The skin cells, taken from an aborted fetus and grown in the lab into a sheet-like covering, acted as a "biological Band-Aid," said lead researcher Dr. Patrick Hohlfeld, a professor of gynecology and obstetrics at the University Hospital of Lausanne in Switzerland.

Hohlfeld said the researchers thought the fetal-cell sheets would act like a traditional graft, knitting together with the edges of the wound and being incorporated as part of the patient's skin surface.

But they were surprised to find that the fetal-cell patch didn't form a bond with the skin, and either dissolved or turned into a gel-like film that was easily removed.

"We observed spontaneous healing of the wound, which you would never observe in normal conditions (with a traditional graft)," he said from Lausanne. "It wouldn't heal that way, it wouldn't heal that quickly, it would takes months and it wouldn't cover the whole surface."

The doctors used the bioengineered skin on eight children aged 14 months to nine years old, who had deep second-and third-degree burns to their hands, feet, legs or buttocks. The wounds were caused by contact with such items as boiling water, fire and an iron.

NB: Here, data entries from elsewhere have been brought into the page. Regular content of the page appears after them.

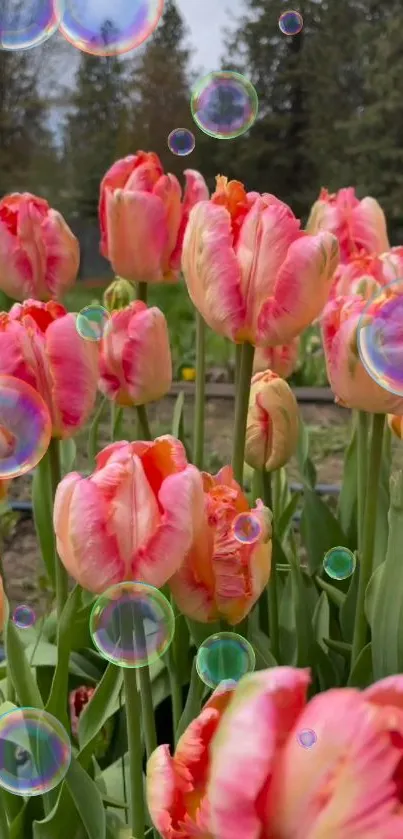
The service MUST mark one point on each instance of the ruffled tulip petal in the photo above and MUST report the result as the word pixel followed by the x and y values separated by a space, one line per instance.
pixel 140 255
pixel 88 549
pixel 301 290
pixel 263 710
pixel 212 271
pixel 341 788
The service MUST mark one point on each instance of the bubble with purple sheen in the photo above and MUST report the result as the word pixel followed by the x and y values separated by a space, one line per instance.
pixel 35 752
pixel 246 528
pixel 290 22
pixel 102 29
pixel 26 25
pixel 307 738
pixel 24 617
pixel 25 427
pixel 181 142
pixel 380 337
pixel 224 104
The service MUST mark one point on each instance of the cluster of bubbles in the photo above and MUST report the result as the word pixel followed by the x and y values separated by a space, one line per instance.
pixel 127 24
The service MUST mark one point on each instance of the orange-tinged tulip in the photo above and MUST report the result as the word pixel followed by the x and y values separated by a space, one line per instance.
pixel 251 272
pixel 39 344
pixel 221 577
pixel 349 380
pixel 272 424
pixel 143 217
pixel 358 225
pixel 282 359
pixel 135 361
pixel 132 519
pixel 349 785
pixel 39 255
pixel 176 785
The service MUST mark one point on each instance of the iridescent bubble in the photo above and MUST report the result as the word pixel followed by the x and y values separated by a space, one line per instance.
pixel 246 528
pixel 25 427
pixel 380 337
pixel 92 321
pixel 224 104
pixel 307 738
pixel 24 617
pixel 28 24
pixel 181 142
pixel 224 657
pixel 132 624
pixel 290 22
pixel 35 752
pixel 101 29
pixel 339 563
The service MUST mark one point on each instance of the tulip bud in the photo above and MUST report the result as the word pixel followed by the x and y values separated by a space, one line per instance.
pixel 272 425
pixel 119 294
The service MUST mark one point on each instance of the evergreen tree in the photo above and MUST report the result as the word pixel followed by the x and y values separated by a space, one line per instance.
pixel 95 130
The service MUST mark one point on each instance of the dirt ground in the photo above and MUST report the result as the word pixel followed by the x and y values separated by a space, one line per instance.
pixel 329 428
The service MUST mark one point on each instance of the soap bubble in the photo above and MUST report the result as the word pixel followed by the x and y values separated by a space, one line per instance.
pixel 92 321
pixel 380 338
pixel 35 752
pixel 28 24
pixel 24 617
pixel 290 22
pixel 224 104
pixel 132 624
pixel 247 528
pixel 224 657
pixel 25 427
pixel 339 563
pixel 307 738
pixel 181 142
pixel 120 28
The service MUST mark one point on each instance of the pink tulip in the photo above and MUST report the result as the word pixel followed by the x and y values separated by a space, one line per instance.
pixel 263 783
pixel 281 359
pixel 251 272
pixel 132 519
pixel 135 362
pixel 39 343
pixel 349 380
pixel 39 256
pixel 358 225
pixel 220 576
pixel 143 217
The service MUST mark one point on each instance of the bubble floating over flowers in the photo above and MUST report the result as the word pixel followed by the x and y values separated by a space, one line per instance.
pixel 25 427
pixel 181 142
pixel 92 321
pixel 35 752
pixel 24 617
pixel 247 528
pixel 307 738
pixel 290 22
pixel 26 25
pixel 224 657
pixel 339 563
pixel 132 624
pixel 224 104
pixel 379 337
pixel 120 29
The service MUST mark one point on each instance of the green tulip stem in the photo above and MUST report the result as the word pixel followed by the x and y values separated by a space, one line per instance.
pixel 362 472
pixel 272 586
pixel 142 292
pixel 133 718
pixel 198 428
pixel 241 410
pixel 144 425
pixel 368 534
pixel 61 578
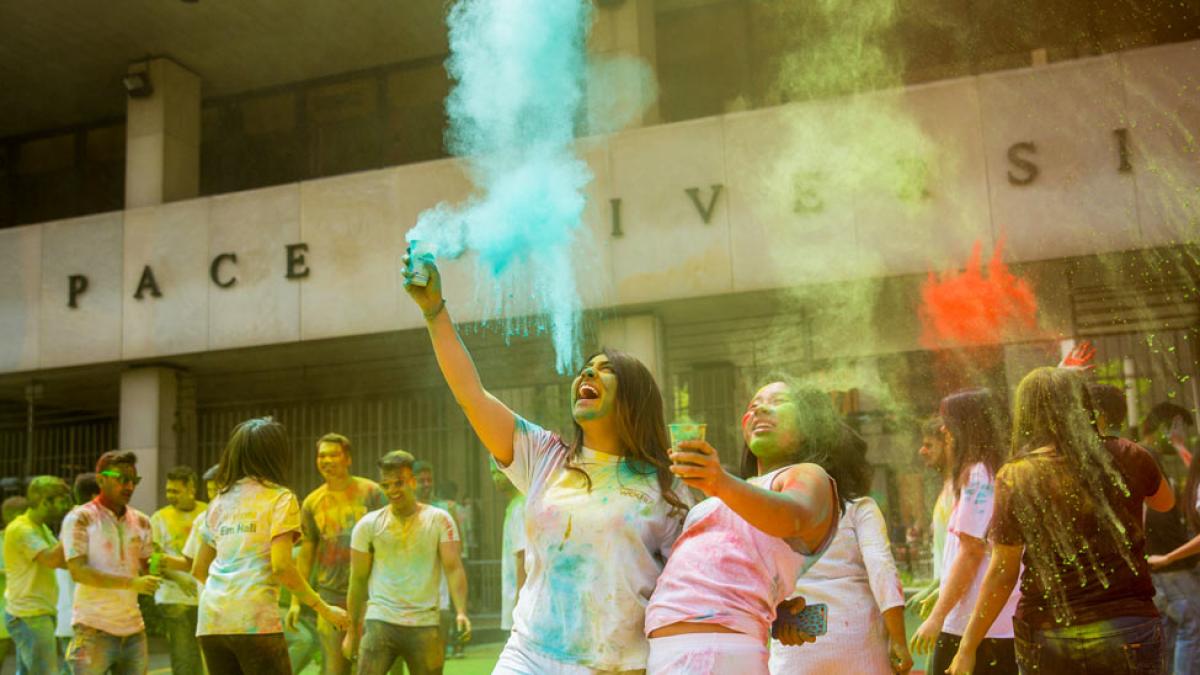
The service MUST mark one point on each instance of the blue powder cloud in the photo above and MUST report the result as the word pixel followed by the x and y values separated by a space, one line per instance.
pixel 520 69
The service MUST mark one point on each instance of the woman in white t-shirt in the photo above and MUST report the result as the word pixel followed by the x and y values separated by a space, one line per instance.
pixel 601 511
pixel 246 538
pixel 976 440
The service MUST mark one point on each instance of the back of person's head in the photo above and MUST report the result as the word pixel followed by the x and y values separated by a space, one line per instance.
pixel 184 475
pixel 85 488
pixel 849 467
pixel 115 458
pixel 257 449
pixel 978 431
pixel 12 507
pixel 337 440
pixel 1162 416
pixel 1108 402
pixel 43 488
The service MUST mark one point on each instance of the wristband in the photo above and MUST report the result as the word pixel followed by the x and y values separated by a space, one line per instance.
pixel 432 315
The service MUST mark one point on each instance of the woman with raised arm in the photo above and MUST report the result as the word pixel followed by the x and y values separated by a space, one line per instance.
pixel 1069 506
pixel 601 511
pixel 976 440
pixel 743 548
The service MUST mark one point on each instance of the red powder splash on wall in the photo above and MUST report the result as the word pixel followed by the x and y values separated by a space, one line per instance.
pixel 976 306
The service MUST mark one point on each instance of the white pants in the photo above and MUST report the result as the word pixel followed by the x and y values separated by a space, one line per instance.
pixel 707 653
pixel 519 659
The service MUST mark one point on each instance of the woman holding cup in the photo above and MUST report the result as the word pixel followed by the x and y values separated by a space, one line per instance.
pixel 743 548
pixel 601 511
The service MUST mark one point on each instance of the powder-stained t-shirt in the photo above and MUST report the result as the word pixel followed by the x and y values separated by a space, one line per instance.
pixel 593 556
pixel 31 589
pixel 241 593
pixel 406 566
pixel 513 543
pixel 328 519
pixel 941 520
pixel 1041 501
pixel 970 518
pixel 172 529
pixel 114 544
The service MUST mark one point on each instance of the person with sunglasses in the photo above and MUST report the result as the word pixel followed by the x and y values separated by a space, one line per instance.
pixel 109 550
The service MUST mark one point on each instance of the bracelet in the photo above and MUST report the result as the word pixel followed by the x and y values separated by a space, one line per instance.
pixel 431 316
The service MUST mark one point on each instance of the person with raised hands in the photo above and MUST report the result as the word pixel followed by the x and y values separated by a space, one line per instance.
pixel 601 508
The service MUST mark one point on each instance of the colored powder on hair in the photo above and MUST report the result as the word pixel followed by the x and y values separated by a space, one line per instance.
pixel 520 69
pixel 975 306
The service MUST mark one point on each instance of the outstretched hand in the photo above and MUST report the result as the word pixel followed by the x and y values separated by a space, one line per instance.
pixel 427 297
pixel 697 464
pixel 1080 357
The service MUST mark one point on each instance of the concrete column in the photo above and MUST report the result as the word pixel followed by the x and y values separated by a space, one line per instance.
pixel 625 28
pixel 162 136
pixel 640 335
pixel 149 410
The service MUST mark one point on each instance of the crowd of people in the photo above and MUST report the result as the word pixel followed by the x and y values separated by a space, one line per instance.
pixel 1057 543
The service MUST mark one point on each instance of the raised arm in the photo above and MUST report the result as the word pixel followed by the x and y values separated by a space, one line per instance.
pixel 456 579
pixel 799 507
pixel 491 419
pixel 997 585
pixel 357 601
pixel 285 569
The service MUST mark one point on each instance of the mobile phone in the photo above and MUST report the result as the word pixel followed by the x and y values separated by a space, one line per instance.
pixel 813 620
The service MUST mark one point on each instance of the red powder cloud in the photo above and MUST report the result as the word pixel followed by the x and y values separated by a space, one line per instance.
pixel 976 306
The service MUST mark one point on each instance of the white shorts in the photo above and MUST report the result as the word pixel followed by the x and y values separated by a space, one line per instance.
pixel 519 659
pixel 707 653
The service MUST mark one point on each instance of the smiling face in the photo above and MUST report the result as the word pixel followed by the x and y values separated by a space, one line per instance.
pixel 769 425
pixel 400 485
pixel 117 483
pixel 181 494
pixel 333 461
pixel 594 390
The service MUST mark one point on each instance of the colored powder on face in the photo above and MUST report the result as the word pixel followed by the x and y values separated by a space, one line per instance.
pixel 976 308
pixel 520 69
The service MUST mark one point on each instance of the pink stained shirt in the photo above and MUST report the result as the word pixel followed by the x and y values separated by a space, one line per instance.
pixel 727 572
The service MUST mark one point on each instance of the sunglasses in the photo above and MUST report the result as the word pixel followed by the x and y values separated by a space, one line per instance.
pixel 121 477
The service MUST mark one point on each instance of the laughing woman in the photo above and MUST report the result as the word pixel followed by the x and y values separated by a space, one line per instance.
pixel 601 511
pixel 743 548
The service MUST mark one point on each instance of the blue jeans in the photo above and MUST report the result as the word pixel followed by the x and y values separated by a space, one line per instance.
pixel 1179 601
pixel 1120 645
pixel 95 652
pixel 33 638
pixel 179 623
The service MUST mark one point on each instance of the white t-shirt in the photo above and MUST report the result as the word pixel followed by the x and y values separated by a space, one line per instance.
pixel 241 595
pixel 406 567
pixel 31 590
pixel 513 544
pixel 115 545
pixel 593 556
pixel 172 543
pixel 66 595
pixel 971 517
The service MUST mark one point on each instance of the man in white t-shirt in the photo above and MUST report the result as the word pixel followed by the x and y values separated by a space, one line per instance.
pixel 397 557
pixel 108 549
pixel 513 571
pixel 30 555
pixel 178 597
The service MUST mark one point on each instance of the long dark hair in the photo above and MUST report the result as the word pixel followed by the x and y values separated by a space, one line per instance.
pixel 978 428
pixel 258 449
pixel 641 425
pixel 820 429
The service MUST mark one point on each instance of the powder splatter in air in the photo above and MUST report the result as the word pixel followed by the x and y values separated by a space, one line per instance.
pixel 520 69
pixel 973 306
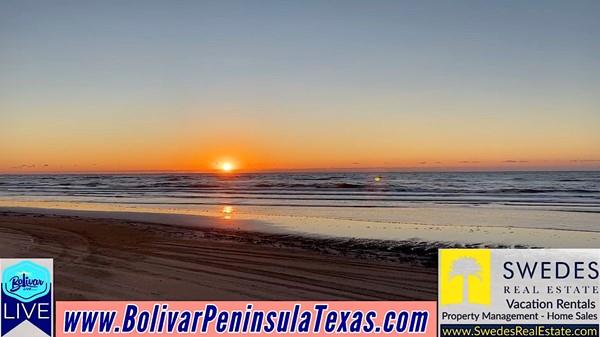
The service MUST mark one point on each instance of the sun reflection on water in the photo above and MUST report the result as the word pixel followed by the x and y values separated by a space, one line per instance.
pixel 227 212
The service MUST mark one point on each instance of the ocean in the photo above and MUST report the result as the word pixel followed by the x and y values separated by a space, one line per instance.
pixel 362 204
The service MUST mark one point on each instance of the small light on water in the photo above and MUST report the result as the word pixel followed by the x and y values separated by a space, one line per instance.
pixel 227 211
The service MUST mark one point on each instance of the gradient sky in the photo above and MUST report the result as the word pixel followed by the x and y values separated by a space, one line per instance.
pixel 184 85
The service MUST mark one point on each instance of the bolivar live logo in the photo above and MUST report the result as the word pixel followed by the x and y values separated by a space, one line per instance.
pixel 26 299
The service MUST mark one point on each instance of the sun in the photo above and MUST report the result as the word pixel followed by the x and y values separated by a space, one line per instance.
pixel 227 167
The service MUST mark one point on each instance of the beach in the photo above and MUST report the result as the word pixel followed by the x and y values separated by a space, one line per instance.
pixel 282 236
pixel 116 259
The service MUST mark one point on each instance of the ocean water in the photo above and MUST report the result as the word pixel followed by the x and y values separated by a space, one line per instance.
pixel 566 201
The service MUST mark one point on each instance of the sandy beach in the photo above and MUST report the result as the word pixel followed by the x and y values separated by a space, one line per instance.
pixel 112 259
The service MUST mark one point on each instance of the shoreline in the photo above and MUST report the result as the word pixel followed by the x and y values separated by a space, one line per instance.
pixel 115 259
pixel 331 229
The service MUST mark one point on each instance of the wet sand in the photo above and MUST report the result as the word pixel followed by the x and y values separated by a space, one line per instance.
pixel 112 259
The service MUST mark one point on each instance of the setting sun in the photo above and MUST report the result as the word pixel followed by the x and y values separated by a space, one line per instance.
pixel 227 167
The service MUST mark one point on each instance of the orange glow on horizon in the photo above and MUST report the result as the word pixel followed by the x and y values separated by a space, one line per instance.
pixel 227 167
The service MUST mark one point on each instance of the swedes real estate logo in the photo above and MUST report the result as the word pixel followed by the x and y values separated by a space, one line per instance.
pixel 26 299
pixel 519 292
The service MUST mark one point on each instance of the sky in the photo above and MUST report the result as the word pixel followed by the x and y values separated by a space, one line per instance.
pixel 288 85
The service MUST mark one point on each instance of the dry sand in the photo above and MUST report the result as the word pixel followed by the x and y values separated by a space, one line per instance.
pixel 110 259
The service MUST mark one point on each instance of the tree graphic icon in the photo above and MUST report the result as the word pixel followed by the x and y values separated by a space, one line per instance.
pixel 465 267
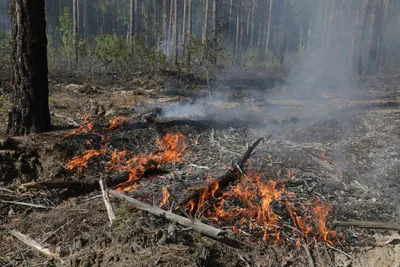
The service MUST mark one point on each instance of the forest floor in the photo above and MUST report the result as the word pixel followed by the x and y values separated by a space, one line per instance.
pixel 339 144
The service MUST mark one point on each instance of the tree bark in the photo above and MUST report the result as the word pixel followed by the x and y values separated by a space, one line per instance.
pixel 75 30
pixel 268 28
pixel 236 54
pixel 214 28
pixel 171 12
pixel 164 23
pixel 84 23
pixel 30 111
pixel 205 23
pixel 252 24
pixel 131 19
pixel 176 32
pixel 189 31
pixel 362 32
pixel 230 20
pixel 184 28
pixel 155 35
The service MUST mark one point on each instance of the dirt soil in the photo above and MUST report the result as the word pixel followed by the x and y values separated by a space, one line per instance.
pixel 340 147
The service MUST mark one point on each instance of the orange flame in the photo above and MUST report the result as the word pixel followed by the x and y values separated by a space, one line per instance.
pixel 81 161
pixel 249 206
pixel 326 161
pixel 165 196
pixel 171 149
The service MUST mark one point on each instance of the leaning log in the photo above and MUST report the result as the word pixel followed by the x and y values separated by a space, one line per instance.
pixel 231 175
pixel 196 225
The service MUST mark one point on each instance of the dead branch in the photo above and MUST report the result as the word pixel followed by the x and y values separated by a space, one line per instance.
pixel 369 224
pixel 110 211
pixel 25 204
pixel 197 226
pixel 232 174
pixel 85 187
pixel 309 256
pixel 34 244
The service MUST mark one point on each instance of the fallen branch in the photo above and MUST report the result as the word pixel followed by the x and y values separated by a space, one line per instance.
pixel 369 224
pixel 34 244
pixel 86 187
pixel 309 256
pixel 197 226
pixel 231 175
pixel 25 204
pixel 110 211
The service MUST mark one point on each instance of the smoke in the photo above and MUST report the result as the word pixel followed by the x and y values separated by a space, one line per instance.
pixel 185 110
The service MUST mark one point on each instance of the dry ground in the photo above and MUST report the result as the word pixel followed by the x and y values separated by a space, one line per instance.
pixel 360 174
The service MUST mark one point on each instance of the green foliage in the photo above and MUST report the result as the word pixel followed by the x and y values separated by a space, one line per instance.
pixel 111 49
pixel 149 55
pixel 205 53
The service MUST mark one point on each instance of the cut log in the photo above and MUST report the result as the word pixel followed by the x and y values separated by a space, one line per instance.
pixel 231 175
pixel 196 225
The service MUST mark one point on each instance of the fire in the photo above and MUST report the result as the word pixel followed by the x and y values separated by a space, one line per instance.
pixel 170 149
pixel 81 161
pixel 165 196
pixel 251 207
pixel 116 123
pixel 326 161
pixel 255 206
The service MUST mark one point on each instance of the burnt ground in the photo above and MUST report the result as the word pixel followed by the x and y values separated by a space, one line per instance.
pixel 356 127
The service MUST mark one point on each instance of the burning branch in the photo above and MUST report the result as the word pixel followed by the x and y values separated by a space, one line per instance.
pixel 110 211
pixel 230 176
pixel 196 225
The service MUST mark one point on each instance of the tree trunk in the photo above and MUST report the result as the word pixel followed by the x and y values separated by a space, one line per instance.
pixel 189 32
pixel 214 25
pixel 75 30
pixel 252 24
pixel 171 11
pixel 176 32
pixel 155 35
pixel 164 23
pixel 30 111
pixel 236 55
pixel 362 32
pixel 131 19
pixel 268 28
pixel 230 20
pixel 84 24
pixel 184 28
pixel 259 36
pixel 144 22
pixel 205 23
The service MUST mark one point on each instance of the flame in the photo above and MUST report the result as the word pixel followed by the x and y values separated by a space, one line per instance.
pixel 165 196
pixel 81 161
pixel 292 174
pixel 250 207
pixel 116 123
pixel 326 161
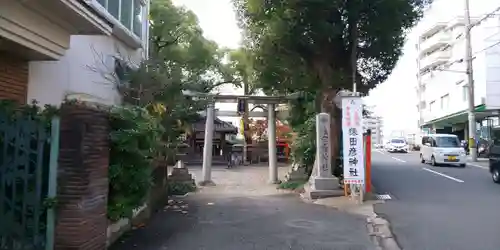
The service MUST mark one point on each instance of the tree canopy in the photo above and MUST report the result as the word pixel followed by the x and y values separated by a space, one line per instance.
pixel 180 58
pixel 324 46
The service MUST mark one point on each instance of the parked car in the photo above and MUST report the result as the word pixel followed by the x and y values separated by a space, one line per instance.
pixel 494 161
pixel 397 145
pixel 442 149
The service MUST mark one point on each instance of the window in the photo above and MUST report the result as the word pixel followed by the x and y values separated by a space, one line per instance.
pixel 445 101
pixel 128 12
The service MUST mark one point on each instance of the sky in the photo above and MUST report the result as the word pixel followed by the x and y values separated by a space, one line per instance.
pixel 395 99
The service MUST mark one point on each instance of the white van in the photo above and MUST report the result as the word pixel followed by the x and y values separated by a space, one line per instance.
pixel 442 149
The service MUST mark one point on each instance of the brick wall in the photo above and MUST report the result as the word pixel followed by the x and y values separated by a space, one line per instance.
pixel 82 179
pixel 13 78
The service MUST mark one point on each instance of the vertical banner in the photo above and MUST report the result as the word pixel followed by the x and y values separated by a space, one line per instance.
pixel 242 126
pixel 352 139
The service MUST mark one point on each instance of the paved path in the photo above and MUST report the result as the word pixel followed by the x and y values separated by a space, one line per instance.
pixel 244 213
pixel 438 208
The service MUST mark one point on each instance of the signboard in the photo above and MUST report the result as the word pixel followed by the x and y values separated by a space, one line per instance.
pixel 323 145
pixel 352 137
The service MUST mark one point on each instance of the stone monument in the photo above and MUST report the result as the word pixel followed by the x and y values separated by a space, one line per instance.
pixel 180 174
pixel 322 183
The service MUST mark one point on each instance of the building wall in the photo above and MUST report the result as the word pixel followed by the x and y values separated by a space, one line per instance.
pixel 375 124
pixel 445 89
pixel 13 78
pixel 86 71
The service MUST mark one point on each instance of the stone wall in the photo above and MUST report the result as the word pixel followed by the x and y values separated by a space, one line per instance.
pixel 81 221
pixel 81 213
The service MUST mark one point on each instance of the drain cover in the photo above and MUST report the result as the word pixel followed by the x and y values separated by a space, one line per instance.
pixel 383 197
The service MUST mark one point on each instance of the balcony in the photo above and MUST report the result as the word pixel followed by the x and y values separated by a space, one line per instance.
pixel 434 60
pixel 432 43
pixel 41 30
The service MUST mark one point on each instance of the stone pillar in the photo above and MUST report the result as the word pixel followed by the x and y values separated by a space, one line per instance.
pixel 81 221
pixel 271 136
pixel 322 183
pixel 208 147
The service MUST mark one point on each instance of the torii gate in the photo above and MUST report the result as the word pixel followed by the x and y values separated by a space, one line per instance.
pixel 270 101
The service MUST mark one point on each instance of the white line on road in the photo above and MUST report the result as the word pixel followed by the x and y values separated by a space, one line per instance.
pixel 477 166
pixel 397 159
pixel 443 175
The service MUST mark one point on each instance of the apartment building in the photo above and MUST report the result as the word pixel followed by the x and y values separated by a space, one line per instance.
pixel 442 80
pixel 375 124
pixel 56 49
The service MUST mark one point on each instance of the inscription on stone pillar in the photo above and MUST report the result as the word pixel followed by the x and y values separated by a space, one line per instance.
pixel 323 145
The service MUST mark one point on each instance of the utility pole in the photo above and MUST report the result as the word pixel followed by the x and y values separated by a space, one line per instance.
pixel 470 81
pixel 246 124
pixel 419 88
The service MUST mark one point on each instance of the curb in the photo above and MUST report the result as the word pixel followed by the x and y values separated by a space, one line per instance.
pixel 380 233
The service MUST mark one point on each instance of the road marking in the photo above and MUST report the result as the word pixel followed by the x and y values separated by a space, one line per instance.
pixel 477 166
pixel 397 159
pixel 443 175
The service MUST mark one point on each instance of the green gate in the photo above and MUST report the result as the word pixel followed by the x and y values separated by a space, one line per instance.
pixel 28 164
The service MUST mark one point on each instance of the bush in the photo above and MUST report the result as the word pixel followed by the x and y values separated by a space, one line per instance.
pixel 135 143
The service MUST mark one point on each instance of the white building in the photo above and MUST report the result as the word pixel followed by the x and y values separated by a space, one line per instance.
pixel 375 124
pixel 442 82
pixel 68 49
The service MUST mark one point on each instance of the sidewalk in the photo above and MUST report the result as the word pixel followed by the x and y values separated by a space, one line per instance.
pixel 244 212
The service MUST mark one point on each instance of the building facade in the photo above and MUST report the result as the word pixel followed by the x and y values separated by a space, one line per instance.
pixel 375 124
pixel 442 81
pixel 69 49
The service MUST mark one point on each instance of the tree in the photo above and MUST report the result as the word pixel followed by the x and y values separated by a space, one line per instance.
pixel 323 46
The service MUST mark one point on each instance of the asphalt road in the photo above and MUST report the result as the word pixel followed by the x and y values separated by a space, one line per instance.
pixel 437 208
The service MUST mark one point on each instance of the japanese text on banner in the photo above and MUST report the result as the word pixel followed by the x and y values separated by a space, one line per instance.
pixel 353 144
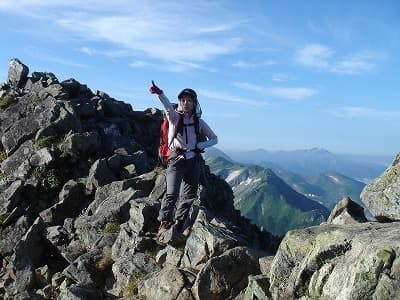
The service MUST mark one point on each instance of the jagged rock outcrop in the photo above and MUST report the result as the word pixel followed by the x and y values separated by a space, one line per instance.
pixel 382 196
pixel 360 261
pixel 79 197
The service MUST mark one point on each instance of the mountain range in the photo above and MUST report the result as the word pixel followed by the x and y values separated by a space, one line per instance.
pixel 268 196
pixel 313 161
pixel 266 199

Over an average of three weeks, the children's lesions were redressed every three to four days. Each time, a new fetal skin patch was placed over the burn and rebandaged.

The burns healed over in an average of two weeks; with traditional skin grafting, healing can take up to three months and require more than one operation, the researchers report in Thursday's online edition of the Lancet.

Redressing the burns - an often excruciating process with traditional grafting - was much easier for kids to endure, Hohlfeld said.

"Not only did they heal, but it had a very good impact on the pain they were experiencing - you need several dressing changes and usually you have to put them to sleep to do that - and with this technique most of them didn't need it.

"So you avoid a lot of things. You . . . avoid further taking another piece of skin on another part of the body and creating another scar."

Rejection by the body's immune system also wasn't a problem because the fetal skin patch didn't become connected with the patient's own tissue, but just lay on top, he said.

The Swiss researchers knew that fetuses heal scarlessly when small surgical procedures are performed on them in the womb, so they decided to see whether that would hold true if fetal skin were transplanted onto patients' wounds.

A woman gave them permission to biopsy four square centimetres of skin from her 14-week-old fetus that had been aborted for "medical-social" reasons. The doctors then divided and multiplied the cells, which were seeded into a collagen "construct," producing nine-by-12-centimetre sheets of bioengineered skin.

The procedure is bound to raise ethical flags because the skin was obtained from an aborted fetus, a source that raises the spectre of women agreeing to truncated pregnancies to provide new body parts for the old or ailing.

Hohlfeld said such a scenario would never happen because it wouldn't be necessary.

"It wouldn't be a question since we can prepare millions of constructs out of one skin biopsy," he said. "I understand the concern, but . . . there are pregnancy terminations every day. Nobody would start a pregnancy for that. There's absolutely no reason."